Apply2Isar: Automatically Converting Isabelle/HOL Apply-Style Proofs to Structured Isar

Here is an explanation of the paper "Apply2Isar" using simple language and creative analogies.

The Problem: The "Scratchpad" vs. The "Manuscript"

Imagine you are a mathematician trying to solve a complex puzzle. You have two ways to write down your solution:

The "Apply-Style" (The Scratchpad): This is like a frantic, messy scratchpad. You shout commands at your computer: "Try this! No, try that! Okay, now this!" It works great while you are figuring things out because it's fast and flexible. However, once you are done, the notes are a disaster. If you or someone else tries to read them a week later, it's a nightmare. If you change one rule in the puzzle, the whole chain of commands might break in a way that makes no sense, and you have no idea why.
The "Isar-Style" (The Manuscript): This is like a beautifully written story or a formal manuscript. It reads like a logical essay: "First, we know X. Because of X, we can conclude Y. Therefore, Z is true." It is easy to read, easy to understand, and very sturdy. If you change a rule, the story breaks in a way that is obvious and easy to fix.

The Dilemma:
Most people prefer writing the messy "scratchpad" notes first because it's faster to explore ideas. But the "Isar manuscript" is what everyone actually wants to read and keep forever. The problem is that turning the messy scratchpad into a clean manuscript is incredibly hard work. You have to manually rewrite every single step, which is boring and prone to human error.

The Solution: Apply2Isar (The Magic Translator)

The authors of this paper built a tool called Apply2Isar. Think of it as a smart translator or a ghostwriter.

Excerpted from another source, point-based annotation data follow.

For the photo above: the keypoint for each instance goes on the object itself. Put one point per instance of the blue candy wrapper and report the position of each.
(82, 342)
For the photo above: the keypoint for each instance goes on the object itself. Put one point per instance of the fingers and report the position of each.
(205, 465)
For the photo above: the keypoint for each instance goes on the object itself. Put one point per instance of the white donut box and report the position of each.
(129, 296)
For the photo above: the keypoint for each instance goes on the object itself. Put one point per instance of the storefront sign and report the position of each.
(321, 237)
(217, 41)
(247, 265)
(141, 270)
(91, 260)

How it works: You feed it your messy "scratchpad" code (the apply-style proof). The tool runs through your code, step-by-step, watching exactly what happens to the puzzle pieces. It records every intermediate state.
The Magic: It then takes that record and writes a brand new, clean "manuscript" (the structured Isar proof) that does the exact same thing but in a readable format.
The Result: You get the best of both worlds. You can do your messy, fast exploration, and then hit a button to get a clean, professional proof that is easy for humans to read and hard to break.

Why Is This Hard? (The Tricky Parts)

The paper explains that this isn't just a simple "find and replace" job. It's like trying to translate a stream-of-consciousness diary entry into a formal legal contract. Here are the specific hurdles they had to overcome:

The "Backwards" vs. "Forwards" Problem:
- The Scratchpad works backwards. It starts with the answer and asks, "What do I need to get here?"
- The Manuscript works forwards. It starts with what we know and builds up to the answer.
- The Fix: The tool has to reverse-engineer the logic. It's like watching a movie in reverse and then rewriting the script so it plays forward naturally.
The "Multiple Goals" Mess:
- Sometimes, one command in the messy code solves three different problems at once. In the clean manuscript, you can't just say "Solved everything." You have to explicitly say, "Here is how we solved Problem A, here is Problem B, and here is Problem C."
- The Fix: The tool is smart enough to know which problems changed and only writes out the steps for those, avoiding a boring, repetitive list.
The "Shadow" Problem:
- Imagine you have a variable named "x" in your messy notes. Later, you create a new "x" inside a specific section. In the messy notes, the computer knows they are different. But when the tool tries to write the clean story, it might get confused and think they are the same person, causing a mix-up.
- The Fix: The tool has a "renaming" feature to make sure every character in the story has a unique name so the plot doesn't collapse.
The "Black Box" Problem:
- Sometimes the messy code uses a "magic spell" (a complex command) that does a lot of things at once. The tool can't always see inside the spell to know exactly how it worked.
- The Fix: If the tool gets stuck, it leaves a small note saying, "We used a magic spell here," so the proof still works, even if that specific part isn't fully translated yet.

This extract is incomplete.